Important: Since all models in our table are evaluated with the same Qwen2.5-VL-72B evaluator, the relative rankings remain valid for fair cross-model comparison. Absolute scores should not be directly compared to GPT-4o-evaluated numbers from published papers.
Understanding Benchmarks¶
| Model | MME (Perc.) | MME (Cog.) | MMMU | MMBench | MM-Vet | MathVista | UEval |
|---|---|---|---|---|---|---|---|
| Bagel | 1691.45 | 695.36 | 0.519 | 0.8428 | 65.9 | 71.6 | 30.9 |
| Show-o2 | 1183.86 | 244.64 | 0.479 | 0.43 | 21.3 | 50.6 | 15.0 |
| Emu3 | 1176.03 | 213.21 | 0.314 | — | 30.0 | 44.9 | N/A |
| Janus-Pro | 1547.93 | 293.21 | 0.407 | 0.6993 | 33.7 | 42.8 | 20.6 |
| Emu3.5 | 832.17 | 271.43 | 0.292 | 0.183‡ | 28.0 | 30.6 | N/A |
| MMaDA | 938.96 | 241.43 | 0.289 | — | 11.4 | 24.9 | — |
| Janus | 1221.35 | 264.29 | 0.273 | 0.4691 | — | — | — |
| Janus-Flow | 1305.63 | 251.07 | 0.290 | 0.6486 | — | — | — |
| Show-o2 1.5B | 1413.30 | 291.79 | 0.371 | 0.6813 | — | — | — |
| OmniGen2 | 1562.63 | 596.79 | 0.460 | — | 42.3 | 0.0† | N/A |
| Show-o | 1188.53 | 244.64 | 0.261 | — | 23.3 | 0.0† | — |
MathVista evaluator
All MathVista scores use Qwen3-32B for answer extraction from model responses, with rule-based normalization for scoring. † OmniGen2 and Show-o produce empty responses on MathVista understanding tasks, resulting in 0.0% accuracy.
UEval compatibility
Emu3 uses separate models for understanding and generation, making it incompatible with UEval's unified evaluation protocol.

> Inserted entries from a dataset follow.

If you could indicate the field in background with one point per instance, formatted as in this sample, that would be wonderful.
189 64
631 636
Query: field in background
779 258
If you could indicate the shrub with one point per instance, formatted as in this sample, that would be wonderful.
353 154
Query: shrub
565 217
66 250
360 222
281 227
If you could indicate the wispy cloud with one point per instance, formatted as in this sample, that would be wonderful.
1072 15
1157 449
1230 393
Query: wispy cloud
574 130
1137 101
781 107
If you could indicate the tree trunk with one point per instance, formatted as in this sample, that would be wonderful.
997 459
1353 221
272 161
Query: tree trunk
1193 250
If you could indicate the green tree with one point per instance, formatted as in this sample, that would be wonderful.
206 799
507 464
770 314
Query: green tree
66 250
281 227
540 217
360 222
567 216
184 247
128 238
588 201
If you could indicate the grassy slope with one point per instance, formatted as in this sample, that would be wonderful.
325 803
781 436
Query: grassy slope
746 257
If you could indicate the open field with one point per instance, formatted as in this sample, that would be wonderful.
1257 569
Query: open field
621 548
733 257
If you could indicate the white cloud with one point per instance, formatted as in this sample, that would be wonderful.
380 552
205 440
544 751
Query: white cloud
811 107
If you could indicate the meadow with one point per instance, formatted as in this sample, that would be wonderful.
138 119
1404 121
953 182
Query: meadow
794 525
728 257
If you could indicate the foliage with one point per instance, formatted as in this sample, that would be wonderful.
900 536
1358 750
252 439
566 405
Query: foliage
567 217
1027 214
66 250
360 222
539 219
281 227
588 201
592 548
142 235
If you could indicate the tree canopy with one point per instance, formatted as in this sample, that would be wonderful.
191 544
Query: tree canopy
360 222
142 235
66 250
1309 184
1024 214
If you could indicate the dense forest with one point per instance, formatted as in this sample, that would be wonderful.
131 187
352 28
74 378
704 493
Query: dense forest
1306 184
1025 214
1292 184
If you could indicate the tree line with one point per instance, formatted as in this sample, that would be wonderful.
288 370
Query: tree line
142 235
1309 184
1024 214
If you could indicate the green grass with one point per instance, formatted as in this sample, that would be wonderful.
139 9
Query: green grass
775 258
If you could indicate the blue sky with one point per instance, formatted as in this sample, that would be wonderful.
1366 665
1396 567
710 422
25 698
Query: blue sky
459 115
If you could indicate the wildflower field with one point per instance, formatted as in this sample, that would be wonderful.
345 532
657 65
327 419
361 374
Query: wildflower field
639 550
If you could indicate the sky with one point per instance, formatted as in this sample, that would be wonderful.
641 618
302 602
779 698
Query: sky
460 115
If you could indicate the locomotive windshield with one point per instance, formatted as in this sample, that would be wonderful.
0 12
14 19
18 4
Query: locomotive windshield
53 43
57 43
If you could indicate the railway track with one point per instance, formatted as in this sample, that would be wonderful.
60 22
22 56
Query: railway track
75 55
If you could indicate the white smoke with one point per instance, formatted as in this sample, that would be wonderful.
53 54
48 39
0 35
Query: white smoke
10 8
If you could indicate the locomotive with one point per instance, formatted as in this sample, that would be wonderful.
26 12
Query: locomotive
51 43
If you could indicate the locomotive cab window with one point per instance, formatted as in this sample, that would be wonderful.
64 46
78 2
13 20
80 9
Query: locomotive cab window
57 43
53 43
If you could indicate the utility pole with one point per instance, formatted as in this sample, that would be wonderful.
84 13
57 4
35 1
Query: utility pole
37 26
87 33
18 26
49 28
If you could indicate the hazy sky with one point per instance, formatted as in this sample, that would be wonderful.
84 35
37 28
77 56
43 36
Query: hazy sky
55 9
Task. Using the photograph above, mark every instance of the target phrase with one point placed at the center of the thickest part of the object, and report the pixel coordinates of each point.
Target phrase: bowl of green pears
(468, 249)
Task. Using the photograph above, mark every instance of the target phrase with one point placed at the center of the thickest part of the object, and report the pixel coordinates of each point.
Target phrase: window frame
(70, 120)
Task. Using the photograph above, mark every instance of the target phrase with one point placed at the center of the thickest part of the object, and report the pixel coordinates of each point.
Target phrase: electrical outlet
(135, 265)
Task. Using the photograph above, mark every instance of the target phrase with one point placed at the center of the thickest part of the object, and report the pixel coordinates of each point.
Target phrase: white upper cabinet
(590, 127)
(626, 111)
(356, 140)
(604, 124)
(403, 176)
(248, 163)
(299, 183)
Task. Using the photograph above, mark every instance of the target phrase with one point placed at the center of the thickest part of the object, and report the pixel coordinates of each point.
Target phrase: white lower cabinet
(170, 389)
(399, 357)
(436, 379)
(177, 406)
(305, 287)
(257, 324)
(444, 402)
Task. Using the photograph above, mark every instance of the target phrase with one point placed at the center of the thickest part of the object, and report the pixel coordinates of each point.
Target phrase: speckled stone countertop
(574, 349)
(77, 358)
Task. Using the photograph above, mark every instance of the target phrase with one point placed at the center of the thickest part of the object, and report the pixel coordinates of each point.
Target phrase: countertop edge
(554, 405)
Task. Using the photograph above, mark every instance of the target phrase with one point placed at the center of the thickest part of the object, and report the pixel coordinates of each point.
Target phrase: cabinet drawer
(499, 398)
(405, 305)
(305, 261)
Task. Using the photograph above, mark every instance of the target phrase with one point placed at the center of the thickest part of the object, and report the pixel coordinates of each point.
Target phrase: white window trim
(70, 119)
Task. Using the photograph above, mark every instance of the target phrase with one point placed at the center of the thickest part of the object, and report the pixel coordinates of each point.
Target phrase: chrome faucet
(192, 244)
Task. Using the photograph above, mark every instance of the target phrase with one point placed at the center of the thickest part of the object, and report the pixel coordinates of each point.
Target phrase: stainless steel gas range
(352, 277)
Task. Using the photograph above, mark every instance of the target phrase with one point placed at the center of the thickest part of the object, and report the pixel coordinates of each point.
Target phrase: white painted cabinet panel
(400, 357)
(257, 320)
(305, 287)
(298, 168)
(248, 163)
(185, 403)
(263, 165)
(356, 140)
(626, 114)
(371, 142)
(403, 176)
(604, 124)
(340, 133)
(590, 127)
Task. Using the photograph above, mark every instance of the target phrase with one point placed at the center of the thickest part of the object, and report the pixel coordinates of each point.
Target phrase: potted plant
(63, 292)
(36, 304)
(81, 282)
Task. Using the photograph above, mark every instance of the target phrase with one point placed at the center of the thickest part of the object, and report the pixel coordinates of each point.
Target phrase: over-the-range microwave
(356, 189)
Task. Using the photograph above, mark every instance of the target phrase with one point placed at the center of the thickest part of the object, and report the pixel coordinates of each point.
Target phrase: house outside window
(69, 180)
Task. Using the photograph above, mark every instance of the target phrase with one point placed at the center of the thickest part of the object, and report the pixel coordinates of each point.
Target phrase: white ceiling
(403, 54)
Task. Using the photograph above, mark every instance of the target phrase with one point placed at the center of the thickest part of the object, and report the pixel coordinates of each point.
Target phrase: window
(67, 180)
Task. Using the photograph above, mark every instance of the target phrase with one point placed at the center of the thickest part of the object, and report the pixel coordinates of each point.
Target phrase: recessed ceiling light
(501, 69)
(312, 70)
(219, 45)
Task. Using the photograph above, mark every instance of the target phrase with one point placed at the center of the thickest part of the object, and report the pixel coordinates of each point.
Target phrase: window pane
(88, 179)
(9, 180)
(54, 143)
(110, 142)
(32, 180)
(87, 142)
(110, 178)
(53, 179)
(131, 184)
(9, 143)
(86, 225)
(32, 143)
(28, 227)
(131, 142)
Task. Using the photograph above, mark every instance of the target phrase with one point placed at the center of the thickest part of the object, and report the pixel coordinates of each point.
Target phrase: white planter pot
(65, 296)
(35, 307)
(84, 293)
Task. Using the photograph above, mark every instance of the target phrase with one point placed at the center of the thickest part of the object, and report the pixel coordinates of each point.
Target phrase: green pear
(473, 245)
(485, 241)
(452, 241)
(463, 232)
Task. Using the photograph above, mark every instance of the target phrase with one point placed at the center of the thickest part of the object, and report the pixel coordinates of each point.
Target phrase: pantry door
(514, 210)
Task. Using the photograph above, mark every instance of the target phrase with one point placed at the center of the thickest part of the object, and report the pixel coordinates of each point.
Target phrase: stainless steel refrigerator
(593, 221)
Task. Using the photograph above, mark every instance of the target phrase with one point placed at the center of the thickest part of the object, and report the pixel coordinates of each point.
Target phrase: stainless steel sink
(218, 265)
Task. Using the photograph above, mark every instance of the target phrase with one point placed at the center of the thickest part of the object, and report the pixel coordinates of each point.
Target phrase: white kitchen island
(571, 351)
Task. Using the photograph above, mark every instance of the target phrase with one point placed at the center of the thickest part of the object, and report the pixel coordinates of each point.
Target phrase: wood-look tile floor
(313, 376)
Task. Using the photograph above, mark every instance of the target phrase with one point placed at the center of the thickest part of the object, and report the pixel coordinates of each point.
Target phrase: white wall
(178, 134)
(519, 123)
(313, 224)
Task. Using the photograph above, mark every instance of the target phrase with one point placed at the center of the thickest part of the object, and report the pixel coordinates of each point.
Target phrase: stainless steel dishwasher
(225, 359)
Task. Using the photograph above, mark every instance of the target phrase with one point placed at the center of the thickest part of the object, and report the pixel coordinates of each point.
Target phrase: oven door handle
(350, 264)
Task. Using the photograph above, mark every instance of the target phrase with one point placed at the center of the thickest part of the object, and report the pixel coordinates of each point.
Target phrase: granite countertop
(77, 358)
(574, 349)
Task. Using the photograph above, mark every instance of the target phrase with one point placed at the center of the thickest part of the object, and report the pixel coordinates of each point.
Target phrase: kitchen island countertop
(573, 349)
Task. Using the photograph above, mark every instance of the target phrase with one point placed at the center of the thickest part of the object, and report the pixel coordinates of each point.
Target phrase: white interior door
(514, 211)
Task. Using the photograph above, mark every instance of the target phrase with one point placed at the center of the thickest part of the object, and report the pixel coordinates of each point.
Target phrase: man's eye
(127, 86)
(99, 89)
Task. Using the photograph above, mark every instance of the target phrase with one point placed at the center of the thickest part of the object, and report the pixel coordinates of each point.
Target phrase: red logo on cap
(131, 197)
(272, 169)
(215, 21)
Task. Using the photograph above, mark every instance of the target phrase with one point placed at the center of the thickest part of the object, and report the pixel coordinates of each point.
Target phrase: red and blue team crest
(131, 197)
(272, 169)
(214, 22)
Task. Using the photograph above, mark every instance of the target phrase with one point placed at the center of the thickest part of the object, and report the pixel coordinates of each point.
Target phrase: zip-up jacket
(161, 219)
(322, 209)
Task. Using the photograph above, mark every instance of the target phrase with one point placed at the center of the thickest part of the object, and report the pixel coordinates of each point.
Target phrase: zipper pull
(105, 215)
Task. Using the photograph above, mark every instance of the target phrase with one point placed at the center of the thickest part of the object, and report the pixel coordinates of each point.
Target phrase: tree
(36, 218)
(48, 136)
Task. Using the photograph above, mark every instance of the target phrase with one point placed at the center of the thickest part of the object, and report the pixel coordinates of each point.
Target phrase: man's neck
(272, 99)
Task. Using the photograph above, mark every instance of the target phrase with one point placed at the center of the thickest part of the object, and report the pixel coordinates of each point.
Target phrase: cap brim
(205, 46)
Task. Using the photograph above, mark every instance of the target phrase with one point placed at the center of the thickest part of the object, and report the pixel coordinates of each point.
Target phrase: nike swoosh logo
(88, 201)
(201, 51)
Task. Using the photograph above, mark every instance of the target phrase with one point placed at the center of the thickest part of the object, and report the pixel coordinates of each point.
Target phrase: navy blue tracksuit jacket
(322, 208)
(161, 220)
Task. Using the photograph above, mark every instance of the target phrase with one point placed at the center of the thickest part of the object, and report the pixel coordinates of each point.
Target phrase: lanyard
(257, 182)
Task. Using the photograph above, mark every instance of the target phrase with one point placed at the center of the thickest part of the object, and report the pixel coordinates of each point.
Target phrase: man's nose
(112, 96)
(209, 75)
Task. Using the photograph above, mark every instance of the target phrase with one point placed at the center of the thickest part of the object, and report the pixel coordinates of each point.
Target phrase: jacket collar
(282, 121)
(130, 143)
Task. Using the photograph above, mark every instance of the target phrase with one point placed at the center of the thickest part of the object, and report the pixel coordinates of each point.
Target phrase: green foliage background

Emu3.5 MMBench CircularEval ‡
Emu3.5's MMBench score (18.3%) is far below its naive accuracy (43.7%) due to severe option position bias under MMBench's CircularEval protocol. CircularEval shuffles option order across variants and requires the model to answer correctly on all variants — Emu3.5 picks the same letter regardless of content 23.5% of the time (vs. Emu3's 7.1%), indicating it selects by position rather than understanding. This is an inherent limitation of the unified model architecture, not a code bug.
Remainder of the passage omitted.